Ela conta que aprendeu que ser mãe também significa
respeitar a autonomia dos filhos, mesmo quando não concorda com os caminhos
escolhidos.
“Eu deixei eles fazerem as escolhas deles, eles
permanecerem juntos, eles serem felizes da maneira que eles escolheram, mas eu
estou sempre por perto”, diz.
Relembre a ocorrência que mudou tudo
Era 5 de agosto de 2018. Flaviana havia acabado de
voltar das férias e estava de plantão quando, por volta das 22h, foi chamada
com uma equipe da DHPP para uma ocorrência em Parnamirim.

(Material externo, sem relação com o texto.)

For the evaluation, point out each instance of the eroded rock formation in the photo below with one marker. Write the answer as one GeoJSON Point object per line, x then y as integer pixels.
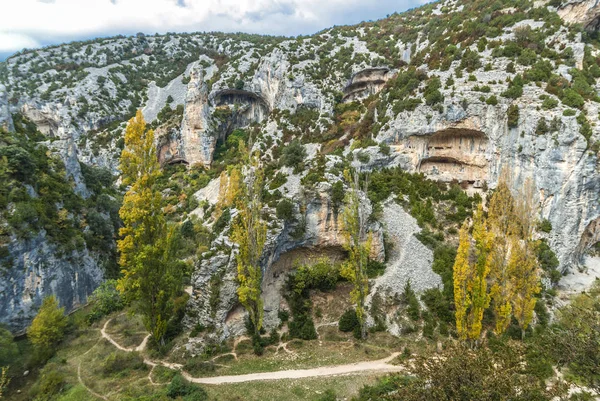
{"type": "Point", "coordinates": [366, 83]}
{"type": "Point", "coordinates": [316, 233]}
{"type": "Point", "coordinates": [5, 117]}
{"type": "Point", "coordinates": [39, 270]}
{"type": "Point", "coordinates": [584, 12]}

Um homem havia sido assassinado a tiros. Na casa
próxima ao local do crime estavam os filhos da vítima, que haviam presenciado o
assassinato e estavam assustados.
As crianças também já carregavam outra perda: a mãe
havia morrido três anos antes, durante uma cirurgia.
Naquela noite, Flaviana descobriu ainda que os
irmãos viviam em situação de extrema vulnerabilidade. Segundo ela, não havia
comida na casa e as crianças sobreviviam com a ajuda de outras pessoas e com
atividades de coleta de materiais nas ruas.

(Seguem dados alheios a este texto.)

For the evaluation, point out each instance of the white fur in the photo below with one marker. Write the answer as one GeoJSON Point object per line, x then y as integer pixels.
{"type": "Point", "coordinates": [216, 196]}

A Polícia Civil se mobilizou. Colegas da DHPP
arrecadaram dinheiro e alimentos e ajudaram a organizar uma casa para que as
crianças pudessem ficar juntas. A mobilização começou dentro da própria
corporação e depois ganhou proporção quando o pedido de ajuda chegou a outros
grupos.
“A polícia acolheu como se fossem meus filhos. Primeiro
acolheu por acolher e depois acolheu como se fossem meus filhos”, contou.
A relação dela com as crianças, entretanto, foi além
da ajuda emergencial. “O meu primeiro momento eu quis só ajudar, só cuidar. Mas
eu me apaixonei. Teve uma afinidade muito grande”, disse.